By Xinchen Lv and Jiamu Du
Background: During the floral transition, plants perceive various environmental and endogenous signals to trigger the switch from vegetative growth to reproductive growth by precisely regulating key flowering integrator genes. CONSTANS (CO), a member of the photoperiod pathway, is final hub that integrates all upstream signals and activates the expression of the florigen gene FLOWERING LOCUS T (FT). CO possesses an N-terminal B-Box domain of unknown function and a C-terminal CCT domain, which forms a trimeric complex with nuclear factors YB and YC (NF-YB/YC) to recognize the CO response elements (COREs) in the FT promoter in a sequence-dependent manner. In the FT promoter, the COREs CORE1 (TGTGA) and CORE2 (TGTGG) and two related elements, P1 (CCACA) and P2 (TGTGG), are potential CO-responsive regions.
Question: Given the presence of so many potential CO binding sites, including some that were confirmed using multiple approaches and some that are still controversial, we wanted to identify the direct CO binding sites and understand how CO specifically binds to these potential elements.
Findings: By performing in vitro binding assays, we obtained biochemical evidence that all four elements, CORE1, CORE2, P1, and P2, are direct CO binding sites, despite their different sequences. We determined the crystal structure of the CO-CCT-NF-YB/C trimer in complex with CORE2 and CORE1 DNA, finding that CO specifically recognize a TGTG motif shared by all four elements. Our EMSA data confirmed that the FT promoter could capture multiple CO-CCT-NF-Y complexes. Our data suggest that the CO-B-Box domain forms a multimeric assembly. The multimeric CO-CCT-NF-Y complex possesses greatly enhanced binding activity towards the FT promoter, suggesting that B-Box mediated-multimerization helps CO bind to FT with high affinity and specificity.
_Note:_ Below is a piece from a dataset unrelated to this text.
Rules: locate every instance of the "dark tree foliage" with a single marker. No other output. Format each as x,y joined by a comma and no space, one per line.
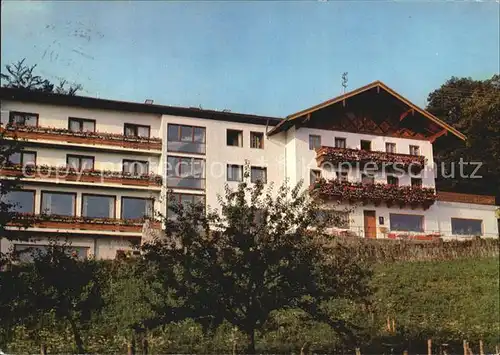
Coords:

Next steps: We have determined the structure CO-CCT-NF-YB/C in complex with single elements. Considering that there are multiple elements and that CO-NF-Y may form a complex with the NF-YA/B/C complex to generate DNA looping in the FT promoter, we plan to investigate the overall structure of CO-NF in complex with the looping DNA from the FT promoter to reveal the overall regulatory mechanism of FT.